We don't have any close mutual friends, except the people at the non-profit. I wish I could ask them, but it might be weird.
------------------It's a small town wedding with reception in the town hall. I just emailed her asking how many people have RSVP'd. Maybe I'll email her about the cake cutting. I'd would be nice to know what to wear (wedding attire or not) and how long I need my babysitter! It's not like I can run home and change.
I've been following this thread hoping that it all works out, without any hurt feelings on your side. [I've quoted each of your posts above to make sure I didn't lose any of your comments in the body of the thread.] I hope your husband is correct, but it certainly could go either way. You offered with affection and pride to invest the time and $$ needed to do a wedding cake for a former acquaintance/friend. You assumed that since it was made clear that the cake was a gift, free and clear, that you and your husband would be invited.
I would suggest that 4 weeks out from the wedding that the "awkward phase" has passed and you need a distinct answer, potential hurt feelings or not. Since there has been no written invitation on her part, I think your concern:
" I just think her and I are both going to feel bad about this." has already happened. I would simply ask if you and your husband have been invited. Not being clear is what is causing the current problem.
If she says, "No", then you may not wish to stay and cut the cake. If you offer to cut the cake before you find out, and THEN learn you are NOT invited, THAT would be "awkward".

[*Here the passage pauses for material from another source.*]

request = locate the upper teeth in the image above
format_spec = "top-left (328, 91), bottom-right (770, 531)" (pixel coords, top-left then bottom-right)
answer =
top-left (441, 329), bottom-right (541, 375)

4 weeks out is plenty of time to ask. I suggest a combination of BlakesCakes suggestion and my suggestion. The statements are clear, unambiguous and will tell you what you must know.
I would merely telephone (no email)--NOW--and ask a pertinent cake/delivery question, and then say:
"I need to firm up plans for your wedding day. Should I plan on wearing casual clothes to deliver and set-up the cake, or will my husband and I need to have a change of formal wedding attire to change into after the cake delivery. I realized that we're very close to the day and I haven't received an invitation in the mail with an RSVP card. I'm sure that other vendors need final head counts. Are DH & I invited to the ceremony and reception?"
Wait for her answer.
If yes, then tell her 1 or 2 attending and follow up with an e-mail to that effect. If, "No", then simply say, "Thanks. I'll just plan on wearing casual attire for the delivery and set-up at the venue."
(I sincerely hope that your husband is correct. Best wishes, dear lady.)